Im Gegenteil hat der „AK gegen Studiengebühren“ an der Uni-Essen Duisburg in einem offener Brief an den Senatsvorsitzenden Prof. Dr. W. Breyvogel explizit erklärt:
„Im Gegenzug [für das dort vorgeschlagene Verfahren] versprechen wir Ihnen, uns bei den Sitzungen möglichst ruhig zu verhalten und diese nicht zu sprengen. Wir werden den Diskussionsprozess zwischen den Angehörigen unserer Universität nicht unterbinden.“
Schließlich ist zu berücksichtigen, dass die Öffentlichkeit in der Sitzung von Hochschulgremien nicht nur im Interesse der Hochschulöffentlichkeit angeordnet ist, sondern auch im Interesse der Mitglieder der Hochschulgremien. Insoweit kann die Rechtsprechung des Oberverwaltungsgerichts Nordrhein-Westfalen zur Öffentlichkeit von Ratssitzungen herangezogen werden.
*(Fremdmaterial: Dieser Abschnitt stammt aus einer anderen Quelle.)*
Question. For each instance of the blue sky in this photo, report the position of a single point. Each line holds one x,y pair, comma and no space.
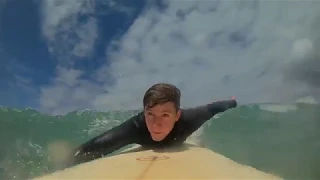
58,56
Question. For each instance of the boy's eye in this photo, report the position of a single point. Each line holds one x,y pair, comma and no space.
165,115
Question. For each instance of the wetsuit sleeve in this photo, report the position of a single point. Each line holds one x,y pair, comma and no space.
195,117
106,143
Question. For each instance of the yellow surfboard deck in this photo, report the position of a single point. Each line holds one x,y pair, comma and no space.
187,162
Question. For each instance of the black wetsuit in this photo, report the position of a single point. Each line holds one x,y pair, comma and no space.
134,130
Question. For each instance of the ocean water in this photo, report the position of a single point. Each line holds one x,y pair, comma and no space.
275,138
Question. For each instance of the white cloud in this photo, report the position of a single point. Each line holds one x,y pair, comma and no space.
66,30
209,49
/Vgl. etwa: Urteil des OVG NW vom 24.04.2001, Az.: 15 A 3021/97/
Das Oberverwaltungsgericht stellt in dieser Entscheidung darauf ab, dass die Regelungen über die Sitzungsöffentlichkeit insbesondere auch dazu dienen, das Interesse der Vertretenden an den im Gremium verhandelten Gegenständen zu fördern, und ihnen die Möglichkeit der Kontrolle und letztlich auch die Möglichkeit der Einflussnahme auf das dort verhandelte Geschehen zu geben. Damit einher geht das Interesse der Mitglieder dieser Gremien, die von ihnen vertretenen Auffassungen bekannt zu machen, um auf den Meinungsbildungsprozess der Vertretenden Einfluss zu nehmen. Deshalb stellt mithin die Nichtöffentlichkeit der Sitzung am 23.06.2006 nicht nur eine Verletzung der Hochschulöffentlichkeit, sondern auch aller Mitglieder des Senats selbst dar.